Avons-nous échoué à communiquer autour de la vaccination anti-covid et à persuader les non vaccinés de l’utilité de cet acte ? C’est la question que se pose Azzedine Ibrahimi, directeur du Laboratoire de Biotechnologie de la Faculté de médecine et de pharmacie de Rabat, après son plaidoyer pour le droit à la levée des restrictions pour les personnes vaccinées.
Tout en se félicitant de la réussite de la campagne nationale de vaccination anti-covid, Dr Ibrahimi évoque la frange de la population qui n’a pas adhéré à l’appel des autorités sanitaires. Ce sont en effet des milliers de Marocains qui, à ce jour, n’ont reçu aucune dose de vaccin anti-covid, ou n’ont pas complété le processus de vaccination. Les raisons peuvent être multiples, mais l’expert s’interroge si ce n’est pas le résultat d’une erreur de communication de la part des parties concernées. « D'entrée de jeu, je dois admettre que les non-vaccinés ne sont ni des ignorants ni des égoïstes, mais ils ont plutôt une certaine réticence à prendre la décision médicale qui s’impose compte tenu de la complexité de ce choix », explique Dr. Ibrahimi.
Pour lui, la majorité des non-vaccinés ne le font pas pour des raisons politiques, mais plutôt scientifiques. « La grande majorité des personnes qui hésitent à se faire vacciner n’agissent pas selon un agenda politique caché ou par complotisme, ils ont tout simplement du mal à prendre la décision », estime l’expert. Il reconnait par ailleurs que la complexité de la situation épidémiologique, l’urgence de gérer les risques de la maladie et l’impact de tout cela sur la psychologie des citoyens et des responsables, font qu’il est difficile de communiquer avec fluidité et travailler dans le sens de convaincre les hésitants à se faire vacciner.
Alors quelles sont les raisons de cet échec de communication ?
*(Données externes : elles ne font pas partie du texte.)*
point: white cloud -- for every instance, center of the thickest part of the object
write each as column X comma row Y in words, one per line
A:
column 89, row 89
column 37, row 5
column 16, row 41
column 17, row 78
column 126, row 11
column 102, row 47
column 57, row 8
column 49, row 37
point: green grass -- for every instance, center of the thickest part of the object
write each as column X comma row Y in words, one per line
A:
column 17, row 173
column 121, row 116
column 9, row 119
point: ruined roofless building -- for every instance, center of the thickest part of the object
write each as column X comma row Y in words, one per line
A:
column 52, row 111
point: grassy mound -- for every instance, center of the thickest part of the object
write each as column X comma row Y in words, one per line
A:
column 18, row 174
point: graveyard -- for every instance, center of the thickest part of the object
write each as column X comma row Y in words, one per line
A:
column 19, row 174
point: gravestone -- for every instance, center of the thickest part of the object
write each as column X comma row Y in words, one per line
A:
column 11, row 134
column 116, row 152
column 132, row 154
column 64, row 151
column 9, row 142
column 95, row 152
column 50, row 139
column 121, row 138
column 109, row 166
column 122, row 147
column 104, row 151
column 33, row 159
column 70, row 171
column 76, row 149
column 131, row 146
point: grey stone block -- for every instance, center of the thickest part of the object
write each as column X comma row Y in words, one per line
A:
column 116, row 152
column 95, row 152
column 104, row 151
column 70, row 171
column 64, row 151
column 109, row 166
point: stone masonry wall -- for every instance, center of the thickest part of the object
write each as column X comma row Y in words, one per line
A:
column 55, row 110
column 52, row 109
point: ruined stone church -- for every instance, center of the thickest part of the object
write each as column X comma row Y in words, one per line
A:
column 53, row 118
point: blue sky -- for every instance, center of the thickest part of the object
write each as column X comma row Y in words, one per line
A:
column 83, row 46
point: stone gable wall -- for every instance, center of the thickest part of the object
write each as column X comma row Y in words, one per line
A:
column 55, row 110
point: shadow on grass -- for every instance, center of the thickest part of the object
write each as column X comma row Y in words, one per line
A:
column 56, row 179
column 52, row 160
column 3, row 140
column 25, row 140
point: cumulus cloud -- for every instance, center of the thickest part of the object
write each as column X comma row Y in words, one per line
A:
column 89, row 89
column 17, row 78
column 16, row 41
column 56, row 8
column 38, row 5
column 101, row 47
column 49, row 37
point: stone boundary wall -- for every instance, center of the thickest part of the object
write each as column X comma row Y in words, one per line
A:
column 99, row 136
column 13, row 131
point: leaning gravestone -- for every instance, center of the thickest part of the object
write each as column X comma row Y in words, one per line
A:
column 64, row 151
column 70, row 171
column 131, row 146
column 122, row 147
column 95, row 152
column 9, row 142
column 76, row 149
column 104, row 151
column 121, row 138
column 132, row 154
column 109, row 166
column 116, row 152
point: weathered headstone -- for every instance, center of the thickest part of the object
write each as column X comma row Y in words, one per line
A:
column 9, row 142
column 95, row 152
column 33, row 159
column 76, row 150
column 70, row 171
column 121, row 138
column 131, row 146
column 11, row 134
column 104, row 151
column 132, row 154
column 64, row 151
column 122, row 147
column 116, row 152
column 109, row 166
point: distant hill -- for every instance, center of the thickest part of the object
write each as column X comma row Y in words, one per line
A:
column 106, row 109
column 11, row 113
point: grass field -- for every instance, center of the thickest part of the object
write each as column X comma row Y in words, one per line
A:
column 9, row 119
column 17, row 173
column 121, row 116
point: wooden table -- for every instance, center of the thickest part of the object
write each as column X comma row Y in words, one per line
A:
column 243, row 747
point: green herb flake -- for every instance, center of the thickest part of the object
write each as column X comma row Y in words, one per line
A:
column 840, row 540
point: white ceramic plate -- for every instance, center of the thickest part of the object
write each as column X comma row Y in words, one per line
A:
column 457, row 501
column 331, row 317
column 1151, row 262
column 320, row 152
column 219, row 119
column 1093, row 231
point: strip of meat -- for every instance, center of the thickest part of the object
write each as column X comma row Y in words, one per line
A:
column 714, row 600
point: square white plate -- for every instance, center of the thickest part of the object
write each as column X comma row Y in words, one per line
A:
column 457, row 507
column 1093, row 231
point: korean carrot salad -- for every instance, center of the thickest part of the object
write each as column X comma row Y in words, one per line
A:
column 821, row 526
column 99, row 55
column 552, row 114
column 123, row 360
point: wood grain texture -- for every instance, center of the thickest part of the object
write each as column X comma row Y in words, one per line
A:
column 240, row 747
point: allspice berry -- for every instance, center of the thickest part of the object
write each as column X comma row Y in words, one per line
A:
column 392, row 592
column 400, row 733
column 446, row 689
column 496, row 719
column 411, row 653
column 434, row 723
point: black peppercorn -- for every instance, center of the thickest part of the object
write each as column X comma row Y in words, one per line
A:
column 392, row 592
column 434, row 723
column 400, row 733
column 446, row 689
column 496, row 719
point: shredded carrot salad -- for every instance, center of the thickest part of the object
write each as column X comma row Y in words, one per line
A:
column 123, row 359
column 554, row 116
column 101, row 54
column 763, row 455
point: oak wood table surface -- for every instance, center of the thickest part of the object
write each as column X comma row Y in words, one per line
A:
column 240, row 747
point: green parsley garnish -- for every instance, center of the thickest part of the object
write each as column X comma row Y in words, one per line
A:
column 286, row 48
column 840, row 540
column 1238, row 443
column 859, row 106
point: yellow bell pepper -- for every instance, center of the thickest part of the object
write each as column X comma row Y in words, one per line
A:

Pour répondre à cette question, Dr. Ibrahimi évoque le concept de communication sanitaire. Un volet très complexe selon lui, car il s’agit de santé publique et d’une pédagogie spéciale et adaptée. « La pédagogie de la communication sur la santé est considérée comme l'une des pédagogies les plus difficiles adressées à la population. En effet, vous pouvez discuter plus facilement de sujets de sport, politique, culture, etc. mais la communication devient difficile et sensible lorsqu'il s'agit de santé et de médecine », explique-t-il. « Cela dépend de nombreuses données scientifiques notamment. Dans ce genre de communication, la confiance joue un grand rôle entre les parties concernées, car nous parlons de la santé humaine et de son existence en tant qu'être humain », poursuit Dr. Ibrahimi. C’est en effet une nouvelle culture à construire et qui doit se baser sur une simplification des données et un dialogue direct et compréhensible de la part des spécialistes. C’est la meilleure manière de parler au grand public et de faire adhérer le citoyen ordinaire à des décisions scientifiques certes, mais qui concernent la santé publique. « Malheureusement, cette sensibilité du marketing social requiert des compétences que tous les spécialistes et responsables du secteur de la santé n’ont pas forcément », avoue Dr. Ibrahimi. Il reconnait dans la foulée que la communication institutionnelle était faible dans la sensibilisation à la vaccination. « On ne peut convaincre la population qu’en ouvrant des canaux de discussion et en utilisant des méthodes de communication efficaces. On ne peut pas se contenter des communiqués officiels du ministère de tutelle, cela ouvre souvent la porte à des interprétations multiples et contradictoires, d'autant plus que certains voient le vaccin comme une contrainte et on sait que l'individu déteste la coercition », note l’expert. Dans ces cas, la transparence sur les chiffres et les données scientifiques disponibles est exigée. « Une communication ambiguë risque de nous faire perdre notre crédibilité auprès des citoyens », alerte Dr. Ibrahimi.